Parents "need to be aware of the sensitive period for emotional development in the earliest 18 months and the particular need during that period to avoid stress, domestic violence, physical abuse and neglect". Stress and domestic violence are here portrayed as things you can engage in or eschew at will, like going out clubbing in a sparkly boob tube: you've had your fun girls, but now you've got a baby you really have to put all these indulgences behind you.

There is no concept here of why people who are poor might be more stressed; no acknowledgement of the fact it is inequality itself that spawns these problems, and not just a neat coincidence that people who are poor also have sub-optimal personalities.

On an ideological level, then, I loathe this turn of thought. On a practical level, it very often doesn't work. The last government essayed a majestically expensive attempt to improve the health prospects for these troubled under-fives, whose results were "disappointing": their word, of course.

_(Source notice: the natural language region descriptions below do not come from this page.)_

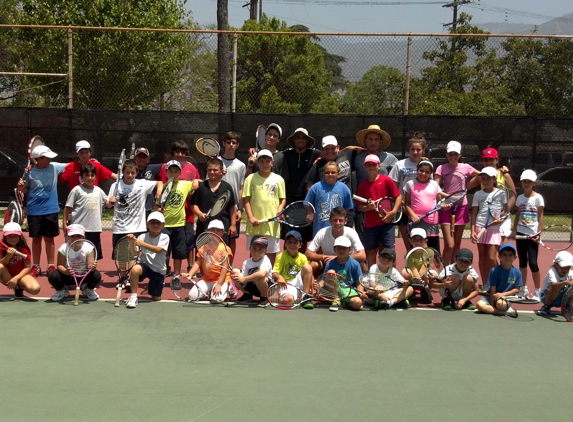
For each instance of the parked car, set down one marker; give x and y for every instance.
(556, 187)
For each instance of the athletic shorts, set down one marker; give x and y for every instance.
(462, 216)
(156, 280)
(43, 225)
(373, 236)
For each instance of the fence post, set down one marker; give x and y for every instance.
(70, 71)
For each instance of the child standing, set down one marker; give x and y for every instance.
(528, 221)
(152, 263)
(264, 197)
(84, 206)
(43, 208)
(503, 280)
(14, 269)
(378, 231)
(558, 278)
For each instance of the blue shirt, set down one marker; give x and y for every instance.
(325, 197)
(42, 187)
(351, 270)
(505, 280)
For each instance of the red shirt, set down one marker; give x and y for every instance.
(190, 173)
(381, 187)
(72, 174)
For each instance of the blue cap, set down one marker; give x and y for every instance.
(295, 234)
(507, 246)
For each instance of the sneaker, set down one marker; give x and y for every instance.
(131, 302)
(175, 283)
(511, 313)
(35, 271)
(60, 294)
(90, 293)
(246, 297)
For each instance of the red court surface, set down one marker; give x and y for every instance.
(107, 290)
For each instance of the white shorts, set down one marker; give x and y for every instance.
(274, 244)
(203, 290)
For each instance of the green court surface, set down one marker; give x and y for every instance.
(176, 362)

I would have used something more like "totally predictable", "stupid idea in the first place". And yet, it was pointed out to me and I had to concede that this broad-brush leftist thinking – where the only answer is forcing equality by redistribution – usually amounts to doing nothing. There is always more value in doing something than in doing nothing. And while under-fives were ill-served by the Healthy Start campaign, Sure Start did admirable work, under broadly the same theoretical imperative.

What is so breathtakingly arrogant about this government is that it is commissioning reports like this one into what should be done, while having no idea of what is already being done by the voluntary sector, receiving some, but not much, funding from local authorities.

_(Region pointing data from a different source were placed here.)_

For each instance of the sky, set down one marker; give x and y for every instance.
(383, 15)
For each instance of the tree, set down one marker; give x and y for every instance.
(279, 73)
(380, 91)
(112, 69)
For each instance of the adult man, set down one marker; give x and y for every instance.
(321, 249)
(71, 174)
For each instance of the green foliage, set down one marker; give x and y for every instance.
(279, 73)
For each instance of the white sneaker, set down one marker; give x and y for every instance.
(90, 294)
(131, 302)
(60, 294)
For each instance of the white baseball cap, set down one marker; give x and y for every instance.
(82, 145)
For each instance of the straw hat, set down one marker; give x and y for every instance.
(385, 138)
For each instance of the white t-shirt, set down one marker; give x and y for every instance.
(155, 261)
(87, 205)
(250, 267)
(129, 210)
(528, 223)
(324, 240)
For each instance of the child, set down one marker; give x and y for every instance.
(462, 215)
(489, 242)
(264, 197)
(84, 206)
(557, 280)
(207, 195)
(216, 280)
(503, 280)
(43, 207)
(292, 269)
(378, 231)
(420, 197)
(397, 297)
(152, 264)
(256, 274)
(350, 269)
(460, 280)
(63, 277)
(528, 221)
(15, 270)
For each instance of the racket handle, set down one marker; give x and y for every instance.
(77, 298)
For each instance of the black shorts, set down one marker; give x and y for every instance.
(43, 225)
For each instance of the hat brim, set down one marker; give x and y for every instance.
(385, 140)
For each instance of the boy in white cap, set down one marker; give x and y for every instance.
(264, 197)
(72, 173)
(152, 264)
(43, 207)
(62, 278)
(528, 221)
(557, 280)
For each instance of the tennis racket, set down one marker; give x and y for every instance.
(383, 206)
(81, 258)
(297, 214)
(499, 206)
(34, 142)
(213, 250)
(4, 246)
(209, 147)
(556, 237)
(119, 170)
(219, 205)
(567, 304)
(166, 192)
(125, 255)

There's a national charity called Home-Start, where a volunteer spends a few hours a week with new parents, not "teaching them how to empathise", but empathising with them, giving them confidence, fulfilling the aims of intervention that this study recommends without the subtext that these parents are low-lives who don't know how to cuddle their own children. Because it's voluntary, it isn't targeted at poor parents: anyone can have a volunteer, they can self-refer or be referred by the social services or health visitors. Because it's distinct from the social services, there is far less stigma and suspicion attached to it. The work they do is incredible – in 2009, they supported 3,280 children who were either on the child protection register or subject to a child protection plan, and 971 children were removed from the register because of this support. But at the same time, they see plenty of affluent new parents, struggling with depression or just loneliness.

Yet 70 branches of this inspiring charity have had their funding withdrawn since this government came in, and a quarter of those are facing closure. New cuts are announced all the time. The branch I saw in Richmond last autumn had its funding suspended two weeks later. It was seen as a luxury, even though the number of volunteer hours – Home-Start sees 200 families a week in this one branch – dwarfs any money that is spent administering the scheme.

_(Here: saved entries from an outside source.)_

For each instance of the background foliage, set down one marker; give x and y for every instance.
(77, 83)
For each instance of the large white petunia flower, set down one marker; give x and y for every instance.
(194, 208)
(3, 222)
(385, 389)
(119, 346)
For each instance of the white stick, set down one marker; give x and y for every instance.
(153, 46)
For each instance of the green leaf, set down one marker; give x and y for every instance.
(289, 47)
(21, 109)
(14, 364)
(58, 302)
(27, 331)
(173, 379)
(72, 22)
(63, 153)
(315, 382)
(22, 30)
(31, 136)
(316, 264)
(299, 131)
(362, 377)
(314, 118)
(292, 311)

The country's leading drug and alcohol charity, Addaction, has exactly the same concerns. And in the Midlands, a different early-years charity of 40 years' standing had to sit through the gob-smacking naivety of a new coalition minister telling them to organise meetings for new parents in the local Starbucks, on estates where there are as many branches of Starbucks as there are new parents with £2.50 to spare for a cup of coffee.

It is admissible for a new government to come in and do things fast, make mistakes, change its mind, and there has been plenty of that. But it is inadmissible to talk about a "big society" while at the same time cutting off at the knee the very people who make this society as big as it is.